Margaret tried a bite; it was shrimp in some kind of sauce, meltingly delicious; the pastry was light as air.
"Shrimp," said Pongo, "truffles, shrimp butter." He swallowed a mouthful and looked meditative. "Could use more tarragon."
Gene Anderson came in quietly and sat down at the end of the table. He was wearing a short-sleeved white cotton shirt and white trousers. The plate and silverware in front of him looked of ordinary size until Margaret compared them with the others, and then she saw that they were a third again as large; the heavy silver knife was almost a foot long.

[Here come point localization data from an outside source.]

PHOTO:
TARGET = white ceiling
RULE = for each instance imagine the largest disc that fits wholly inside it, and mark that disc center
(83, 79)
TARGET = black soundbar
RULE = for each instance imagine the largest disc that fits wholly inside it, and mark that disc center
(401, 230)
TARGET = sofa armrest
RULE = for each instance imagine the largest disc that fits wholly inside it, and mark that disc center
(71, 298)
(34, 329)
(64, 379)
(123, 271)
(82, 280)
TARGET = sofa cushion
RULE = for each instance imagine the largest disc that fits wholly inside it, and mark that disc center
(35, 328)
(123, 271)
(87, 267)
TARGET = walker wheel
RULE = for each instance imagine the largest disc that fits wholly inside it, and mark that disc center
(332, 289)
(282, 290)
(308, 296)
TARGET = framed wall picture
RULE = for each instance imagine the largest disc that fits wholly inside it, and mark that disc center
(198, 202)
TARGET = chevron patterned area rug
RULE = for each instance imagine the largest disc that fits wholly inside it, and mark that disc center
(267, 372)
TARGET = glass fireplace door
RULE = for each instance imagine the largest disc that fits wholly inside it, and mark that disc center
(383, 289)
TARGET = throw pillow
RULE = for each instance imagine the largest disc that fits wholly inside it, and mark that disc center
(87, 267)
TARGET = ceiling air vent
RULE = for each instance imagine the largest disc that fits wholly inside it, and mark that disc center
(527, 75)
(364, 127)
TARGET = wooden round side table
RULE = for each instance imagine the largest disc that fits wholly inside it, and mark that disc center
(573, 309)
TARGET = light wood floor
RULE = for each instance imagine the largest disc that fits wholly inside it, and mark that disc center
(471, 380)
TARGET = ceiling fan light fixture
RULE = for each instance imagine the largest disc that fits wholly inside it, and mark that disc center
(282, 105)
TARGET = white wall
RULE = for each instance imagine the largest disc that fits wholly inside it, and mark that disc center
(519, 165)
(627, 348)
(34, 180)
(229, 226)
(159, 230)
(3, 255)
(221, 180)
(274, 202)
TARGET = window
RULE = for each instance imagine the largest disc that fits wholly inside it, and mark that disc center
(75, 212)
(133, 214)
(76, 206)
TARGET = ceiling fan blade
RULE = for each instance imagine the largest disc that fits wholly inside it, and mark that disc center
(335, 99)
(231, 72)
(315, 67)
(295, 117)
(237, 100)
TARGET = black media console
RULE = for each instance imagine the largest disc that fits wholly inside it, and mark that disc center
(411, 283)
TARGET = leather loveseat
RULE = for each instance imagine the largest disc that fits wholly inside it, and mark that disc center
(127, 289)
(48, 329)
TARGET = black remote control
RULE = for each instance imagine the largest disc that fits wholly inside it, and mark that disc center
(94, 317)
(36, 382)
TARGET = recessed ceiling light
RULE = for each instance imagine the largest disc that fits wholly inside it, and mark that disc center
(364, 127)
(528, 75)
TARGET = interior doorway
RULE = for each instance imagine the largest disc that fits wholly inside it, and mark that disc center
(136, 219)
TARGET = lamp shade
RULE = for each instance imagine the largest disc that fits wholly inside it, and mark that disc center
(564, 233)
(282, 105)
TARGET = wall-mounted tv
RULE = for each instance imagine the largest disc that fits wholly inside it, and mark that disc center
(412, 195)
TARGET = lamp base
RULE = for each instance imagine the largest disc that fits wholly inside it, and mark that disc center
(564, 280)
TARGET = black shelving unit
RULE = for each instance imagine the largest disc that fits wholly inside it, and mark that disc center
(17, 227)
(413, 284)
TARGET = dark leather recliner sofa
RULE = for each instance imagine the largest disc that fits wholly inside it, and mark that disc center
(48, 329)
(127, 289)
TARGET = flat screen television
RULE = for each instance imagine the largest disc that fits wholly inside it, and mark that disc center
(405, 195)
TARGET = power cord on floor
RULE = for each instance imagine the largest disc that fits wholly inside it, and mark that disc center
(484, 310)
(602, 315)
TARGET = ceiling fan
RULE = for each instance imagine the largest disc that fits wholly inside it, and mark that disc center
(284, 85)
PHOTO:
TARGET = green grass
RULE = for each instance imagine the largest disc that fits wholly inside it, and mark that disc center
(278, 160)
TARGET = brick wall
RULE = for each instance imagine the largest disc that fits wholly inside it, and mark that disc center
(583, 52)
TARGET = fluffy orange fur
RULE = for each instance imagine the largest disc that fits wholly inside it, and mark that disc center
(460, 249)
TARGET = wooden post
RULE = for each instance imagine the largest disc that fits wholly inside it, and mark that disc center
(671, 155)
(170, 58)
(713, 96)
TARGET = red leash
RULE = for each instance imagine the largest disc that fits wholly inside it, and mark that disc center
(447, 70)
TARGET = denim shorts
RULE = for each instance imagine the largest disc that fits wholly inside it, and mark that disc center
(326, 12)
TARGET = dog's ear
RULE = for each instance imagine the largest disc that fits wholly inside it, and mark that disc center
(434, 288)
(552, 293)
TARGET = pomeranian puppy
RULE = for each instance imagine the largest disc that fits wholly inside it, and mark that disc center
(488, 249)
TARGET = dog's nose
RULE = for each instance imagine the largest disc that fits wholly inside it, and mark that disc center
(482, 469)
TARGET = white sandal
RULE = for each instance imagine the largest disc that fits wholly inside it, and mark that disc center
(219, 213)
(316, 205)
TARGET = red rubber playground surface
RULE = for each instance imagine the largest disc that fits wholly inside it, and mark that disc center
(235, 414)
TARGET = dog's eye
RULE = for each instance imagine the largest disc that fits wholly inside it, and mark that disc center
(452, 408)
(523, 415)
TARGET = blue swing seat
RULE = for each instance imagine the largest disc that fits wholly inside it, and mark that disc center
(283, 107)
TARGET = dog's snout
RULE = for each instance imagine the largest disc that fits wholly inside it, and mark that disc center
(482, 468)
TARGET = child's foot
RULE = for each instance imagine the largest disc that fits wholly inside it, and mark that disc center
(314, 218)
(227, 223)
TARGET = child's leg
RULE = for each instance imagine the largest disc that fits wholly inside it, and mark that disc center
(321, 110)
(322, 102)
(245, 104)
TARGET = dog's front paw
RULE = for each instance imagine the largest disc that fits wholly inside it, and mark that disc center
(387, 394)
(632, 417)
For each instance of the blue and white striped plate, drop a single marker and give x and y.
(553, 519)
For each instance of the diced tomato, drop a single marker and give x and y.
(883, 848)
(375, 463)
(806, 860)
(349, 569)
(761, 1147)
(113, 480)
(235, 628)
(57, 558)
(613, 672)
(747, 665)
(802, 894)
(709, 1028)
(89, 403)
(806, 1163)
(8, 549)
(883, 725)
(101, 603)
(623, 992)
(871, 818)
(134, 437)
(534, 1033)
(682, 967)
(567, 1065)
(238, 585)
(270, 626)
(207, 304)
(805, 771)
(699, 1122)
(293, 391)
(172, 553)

Pongo, who had got up when Anderson came in, put down a much bigger pastry in front of him. He poured wine from a chilled bottle and slipped away again; in a moment Margaret heard the sizzle of meat on the grill.
Anderson had already finished half his pastry. "Maggie, did you have any problems?" He pointed with his fork to the folder beside her on the table.
"Yes, a few. There's one letter that has names in it I'm not sure how to spell. I typed it anyhow, and I thought you could look it over -- "
"Okay, let's do that right after lunch."
Pongo was up again, turning the meat on the grill, then collecting their plates. He put fresh ones down, went to the oven and came back with a steaming platter. "Red snapper," he said. "Irma, you want to serve it?"